Eight games into their inaugural season of play in the American Ultimate Disc League (AUDL), the Rush are undefeated, and they’ve whipped the city’s loyal group of Ultimate fans into a frenzy. The team’s first home game on May 4 broke the record for the largest crowd ever assembled for a professional Ultimate game. Sure, those 2,300 spectators comprised less than five per cent of the capacity of a Blue Jays sell-out, but the figure is a milestone for this fledgling pro league.
“We’re trying to take this from a participation sport to a spectator sport,” said Jim Lloyd, the team’s co-owner and COO. He founded the Rush with his brother Rob and Rob’s son Mark, who functions as both team captain and general manager. “Toronto is a hotbed market that has a very active Ultimate community,” Lloyd continued. “It’s known to be one of the most prolific and skilled areas [for the sport]. So we knew we had a core of great fans, people who love this sport.”
Lloyd said the Rush’s fan base consists largely of dedicated Ultimate players, many of whom belong to the Toronto Ultimate Club, a 30-year-old recreational organization that began in the city’s Beach neighbourhood and now boasts 3,500 members.
But the desire to play and watch can be both a blessing and a curse. Saturday’s ticket sales totalled 997, but only 582 people actually showed up. Poor weather wasn’t the reason for the reduced attendance: A large out-of-town tournament, and the chance to hit the field themselves, lured many of the team’s season ticket holders away from the stadium.
With just one full season under its belt, the AUDL has already experienced its share of growing pains, with six of last year’s original eight teams relocating, abandoning the league, or folding altogether. The league responded by adding eight new franchises for the 2013 season.

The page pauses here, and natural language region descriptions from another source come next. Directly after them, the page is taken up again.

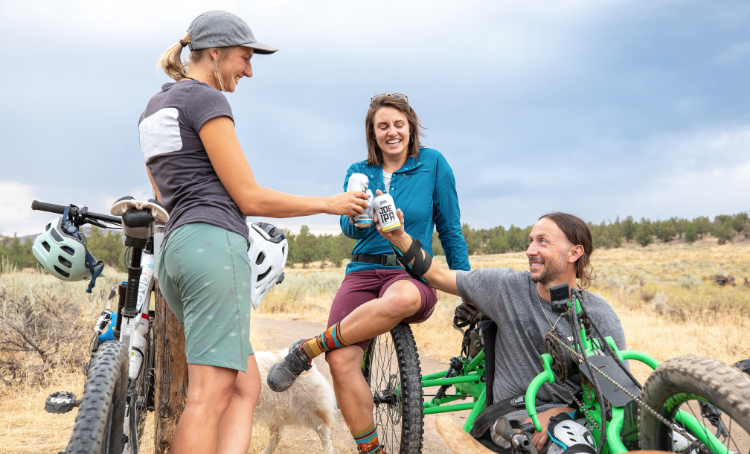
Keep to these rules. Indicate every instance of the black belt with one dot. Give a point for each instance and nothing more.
(380, 259)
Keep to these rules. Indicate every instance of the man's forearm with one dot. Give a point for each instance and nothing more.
(436, 277)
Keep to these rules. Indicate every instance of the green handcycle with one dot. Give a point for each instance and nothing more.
(688, 404)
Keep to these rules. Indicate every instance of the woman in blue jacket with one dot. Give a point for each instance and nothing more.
(377, 294)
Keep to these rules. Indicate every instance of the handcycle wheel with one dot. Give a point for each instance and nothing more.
(99, 422)
(688, 383)
(391, 368)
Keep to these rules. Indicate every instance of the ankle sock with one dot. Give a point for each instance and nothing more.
(329, 340)
(367, 441)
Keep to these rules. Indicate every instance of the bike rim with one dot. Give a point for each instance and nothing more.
(385, 382)
(720, 434)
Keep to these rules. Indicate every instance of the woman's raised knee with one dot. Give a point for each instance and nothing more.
(344, 360)
(403, 299)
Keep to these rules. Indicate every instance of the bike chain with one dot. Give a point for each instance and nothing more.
(637, 400)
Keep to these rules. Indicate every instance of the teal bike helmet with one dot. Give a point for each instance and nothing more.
(60, 249)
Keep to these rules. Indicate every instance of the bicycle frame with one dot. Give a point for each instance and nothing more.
(469, 382)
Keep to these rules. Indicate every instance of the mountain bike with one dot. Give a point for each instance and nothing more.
(688, 404)
(120, 377)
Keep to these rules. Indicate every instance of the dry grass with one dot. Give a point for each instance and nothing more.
(666, 306)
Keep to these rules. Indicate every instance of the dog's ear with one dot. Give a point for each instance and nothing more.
(456, 439)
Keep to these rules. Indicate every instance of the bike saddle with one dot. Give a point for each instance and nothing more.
(138, 217)
(125, 204)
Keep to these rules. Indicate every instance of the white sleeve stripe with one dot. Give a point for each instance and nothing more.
(160, 133)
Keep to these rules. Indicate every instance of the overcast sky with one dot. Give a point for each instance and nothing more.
(598, 108)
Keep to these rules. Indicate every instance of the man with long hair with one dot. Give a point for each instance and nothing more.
(559, 251)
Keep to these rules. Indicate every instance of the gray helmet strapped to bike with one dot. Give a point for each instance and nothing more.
(268, 252)
(61, 250)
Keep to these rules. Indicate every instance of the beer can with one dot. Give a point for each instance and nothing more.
(365, 219)
(357, 182)
(386, 210)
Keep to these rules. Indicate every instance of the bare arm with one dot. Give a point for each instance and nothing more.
(436, 277)
(229, 162)
(156, 190)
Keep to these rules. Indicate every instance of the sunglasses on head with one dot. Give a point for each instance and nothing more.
(392, 95)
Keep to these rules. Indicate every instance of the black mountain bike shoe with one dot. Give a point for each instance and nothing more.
(282, 374)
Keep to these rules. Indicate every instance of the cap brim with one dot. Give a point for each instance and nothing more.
(260, 48)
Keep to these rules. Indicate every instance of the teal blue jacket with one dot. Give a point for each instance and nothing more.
(425, 190)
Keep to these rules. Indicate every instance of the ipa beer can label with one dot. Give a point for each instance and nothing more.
(357, 182)
(386, 210)
(365, 219)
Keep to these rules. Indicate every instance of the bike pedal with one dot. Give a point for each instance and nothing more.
(60, 402)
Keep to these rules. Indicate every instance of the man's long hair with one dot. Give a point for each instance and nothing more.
(578, 233)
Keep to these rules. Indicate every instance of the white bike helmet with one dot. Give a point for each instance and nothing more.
(268, 252)
(60, 250)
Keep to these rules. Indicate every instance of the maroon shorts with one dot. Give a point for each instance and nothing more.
(360, 287)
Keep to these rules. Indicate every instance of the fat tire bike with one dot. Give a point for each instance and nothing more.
(689, 404)
(120, 377)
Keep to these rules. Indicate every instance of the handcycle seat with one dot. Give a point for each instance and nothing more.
(138, 217)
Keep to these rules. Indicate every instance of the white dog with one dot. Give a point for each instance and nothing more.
(310, 402)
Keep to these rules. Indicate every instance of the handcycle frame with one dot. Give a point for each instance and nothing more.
(470, 382)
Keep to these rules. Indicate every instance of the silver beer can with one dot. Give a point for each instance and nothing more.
(357, 182)
(386, 210)
(365, 219)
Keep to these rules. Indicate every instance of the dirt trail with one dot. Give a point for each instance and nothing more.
(277, 334)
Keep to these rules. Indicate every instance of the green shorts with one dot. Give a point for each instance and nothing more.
(204, 274)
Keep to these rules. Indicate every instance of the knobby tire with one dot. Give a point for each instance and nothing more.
(99, 422)
(684, 379)
(391, 368)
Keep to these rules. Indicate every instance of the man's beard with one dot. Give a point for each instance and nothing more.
(552, 270)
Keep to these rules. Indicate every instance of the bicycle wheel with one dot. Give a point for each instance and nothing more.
(99, 424)
(391, 368)
(141, 396)
(145, 386)
(715, 394)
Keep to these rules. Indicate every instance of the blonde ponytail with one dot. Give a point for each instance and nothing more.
(170, 61)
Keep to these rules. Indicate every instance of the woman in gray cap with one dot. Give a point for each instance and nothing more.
(202, 177)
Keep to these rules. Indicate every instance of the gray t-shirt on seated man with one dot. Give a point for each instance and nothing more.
(174, 153)
(509, 298)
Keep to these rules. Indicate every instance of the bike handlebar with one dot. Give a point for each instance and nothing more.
(60, 209)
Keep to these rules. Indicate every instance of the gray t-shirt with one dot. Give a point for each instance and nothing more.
(509, 298)
(168, 128)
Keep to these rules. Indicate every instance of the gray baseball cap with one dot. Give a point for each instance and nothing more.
(223, 29)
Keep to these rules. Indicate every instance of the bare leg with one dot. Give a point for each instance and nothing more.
(371, 319)
(352, 391)
(236, 426)
(209, 394)
(380, 315)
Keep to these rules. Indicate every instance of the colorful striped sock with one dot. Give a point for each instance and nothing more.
(367, 441)
(329, 340)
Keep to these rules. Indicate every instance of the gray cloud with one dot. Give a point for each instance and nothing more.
(603, 109)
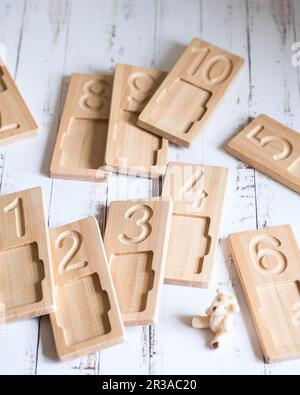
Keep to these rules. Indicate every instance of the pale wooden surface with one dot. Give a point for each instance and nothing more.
(92, 36)
(267, 261)
(88, 317)
(81, 139)
(136, 242)
(198, 194)
(16, 122)
(130, 149)
(270, 147)
(26, 273)
(191, 92)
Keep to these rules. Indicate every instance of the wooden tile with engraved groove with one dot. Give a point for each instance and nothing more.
(191, 92)
(268, 263)
(130, 149)
(81, 140)
(88, 317)
(271, 148)
(136, 241)
(198, 193)
(26, 273)
(16, 121)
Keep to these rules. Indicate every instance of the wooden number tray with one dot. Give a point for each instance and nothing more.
(130, 149)
(136, 242)
(271, 148)
(79, 151)
(198, 193)
(190, 93)
(16, 121)
(26, 276)
(87, 317)
(268, 262)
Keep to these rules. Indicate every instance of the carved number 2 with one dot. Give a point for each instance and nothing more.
(17, 207)
(143, 224)
(65, 264)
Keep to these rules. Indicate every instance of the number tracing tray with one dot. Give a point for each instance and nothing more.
(267, 261)
(191, 92)
(136, 241)
(270, 147)
(88, 317)
(16, 121)
(26, 274)
(79, 151)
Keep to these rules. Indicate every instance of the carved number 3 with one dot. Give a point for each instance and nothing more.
(65, 264)
(143, 224)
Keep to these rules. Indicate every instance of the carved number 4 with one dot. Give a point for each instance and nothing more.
(66, 264)
(188, 191)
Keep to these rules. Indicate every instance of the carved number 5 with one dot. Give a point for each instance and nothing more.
(65, 264)
(287, 147)
(143, 223)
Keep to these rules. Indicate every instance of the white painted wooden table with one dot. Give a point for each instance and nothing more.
(47, 40)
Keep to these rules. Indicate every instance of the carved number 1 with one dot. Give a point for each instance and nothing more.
(17, 207)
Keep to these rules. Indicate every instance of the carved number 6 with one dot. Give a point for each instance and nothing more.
(65, 264)
(143, 224)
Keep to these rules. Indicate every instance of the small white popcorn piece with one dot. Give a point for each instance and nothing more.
(219, 317)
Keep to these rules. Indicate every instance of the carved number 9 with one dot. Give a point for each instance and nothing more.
(143, 224)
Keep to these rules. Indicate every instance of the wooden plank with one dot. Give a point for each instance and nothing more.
(198, 193)
(270, 147)
(88, 317)
(136, 241)
(16, 122)
(26, 273)
(130, 149)
(191, 92)
(81, 141)
(268, 264)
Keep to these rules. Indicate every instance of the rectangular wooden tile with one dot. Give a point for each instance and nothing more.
(191, 92)
(198, 193)
(268, 262)
(79, 151)
(271, 148)
(131, 149)
(26, 273)
(16, 121)
(88, 317)
(136, 241)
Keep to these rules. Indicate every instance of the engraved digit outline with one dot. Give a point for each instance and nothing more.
(296, 314)
(143, 223)
(258, 253)
(102, 95)
(208, 66)
(65, 265)
(17, 206)
(287, 147)
(199, 195)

With no television revenue to speak of and attendance figures in the hundreds, the AUDL is, so far, a decidedly low-budget operation. Lloyd declined to reveal the team’s salary range; he instead referred to the players’ earnings as “a yearly stipend…a small one.”

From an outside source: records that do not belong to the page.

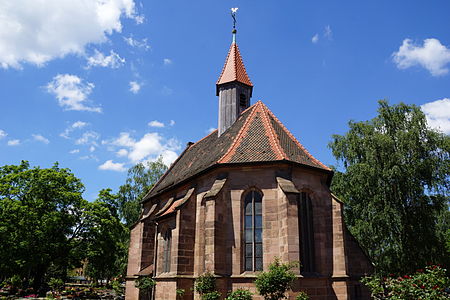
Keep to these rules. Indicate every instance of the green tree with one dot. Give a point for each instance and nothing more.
(106, 239)
(394, 182)
(41, 222)
(140, 180)
(274, 284)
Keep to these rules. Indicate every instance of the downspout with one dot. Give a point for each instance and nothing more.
(155, 258)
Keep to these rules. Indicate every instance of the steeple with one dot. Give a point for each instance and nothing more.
(233, 87)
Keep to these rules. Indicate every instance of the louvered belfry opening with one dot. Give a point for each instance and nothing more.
(234, 89)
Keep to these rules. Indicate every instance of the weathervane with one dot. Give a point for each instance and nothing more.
(233, 15)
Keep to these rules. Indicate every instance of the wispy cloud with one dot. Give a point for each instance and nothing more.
(113, 60)
(438, 114)
(135, 87)
(2, 134)
(112, 166)
(156, 123)
(13, 143)
(33, 33)
(40, 138)
(432, 55)
(76, 125)
(328, 33)
(149, 147)
(72, 93)
(141, 44)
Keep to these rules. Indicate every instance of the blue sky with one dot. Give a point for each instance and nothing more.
(100, 85)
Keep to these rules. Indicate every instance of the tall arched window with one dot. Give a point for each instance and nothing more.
(305, 216)
(253, 231)
(166, 250)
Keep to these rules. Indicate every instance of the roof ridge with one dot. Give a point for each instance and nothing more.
(297, 142)
(226, 156)
(276, 140)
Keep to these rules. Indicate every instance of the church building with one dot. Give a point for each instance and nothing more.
(235, 200)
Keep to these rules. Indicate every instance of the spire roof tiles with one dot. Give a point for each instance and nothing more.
(234, 69)
(256, 136)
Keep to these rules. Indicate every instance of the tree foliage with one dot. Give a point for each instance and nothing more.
(41, 221)
(428, 284)
(140, 180)
(395, 186)
(106, 239)
(274, 284)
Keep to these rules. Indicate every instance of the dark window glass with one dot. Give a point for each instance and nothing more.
(253, 231)
(166, 250)
(305, 214)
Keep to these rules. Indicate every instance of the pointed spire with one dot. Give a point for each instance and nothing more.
(234, 69)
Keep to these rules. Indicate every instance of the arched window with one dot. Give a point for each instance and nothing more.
(305, 217)
(166, 250)
(253, 231)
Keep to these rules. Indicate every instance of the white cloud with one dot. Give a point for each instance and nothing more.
(38, 31)
(71, 92)
(438, 114)
(166, 91)
(13, 142)
(122, 152)
(155, 123)
(432, 55)
(328, 33)
(111, 166)
(113, 60)
(142, 44)
(135, 87)
(40, 138)
(88, 138)
(150, 146)
(74, 126)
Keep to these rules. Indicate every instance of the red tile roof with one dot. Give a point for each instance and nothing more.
(234, 69)
(256, 136)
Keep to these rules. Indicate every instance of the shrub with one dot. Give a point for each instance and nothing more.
(428, 284)
(302, 296)
(273, 284)
(180, 293)
(205, 283)
(215, 295)
(56, 284)
(240, 294)
(144, 283)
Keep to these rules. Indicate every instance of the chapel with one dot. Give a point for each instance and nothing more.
(235, 200)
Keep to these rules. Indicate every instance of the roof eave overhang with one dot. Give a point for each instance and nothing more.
(329, 173)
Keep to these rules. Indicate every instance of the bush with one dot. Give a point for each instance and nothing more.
(144, 283)
(302, 296)
(272, 285)
(240, 294)
(180, 293)
(56, 284)
(205, 283)
(215, 295)
(428, 284)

However, the dream of playing Ultimate at a professional level is inspiring to those who are used to paying their own way to travel to tournaments across the continent. Adrian Yearwood, who signed on to play with the team in mid-May, said the players are still adjusting to life as pro athletes.
“We’re still figuring out the difference between playing in a tournament [with] friends and family on the sidelines and playing for a couple hundred people who are cheering for everything we do. It’s a totally different vibe.”
With five home games left and a roster that looks like championship material, it’s a good bet the Rush will soon have the clout to offer a full VIP experience. Getting a little more liberal with the beer surely wouldn’t hurt.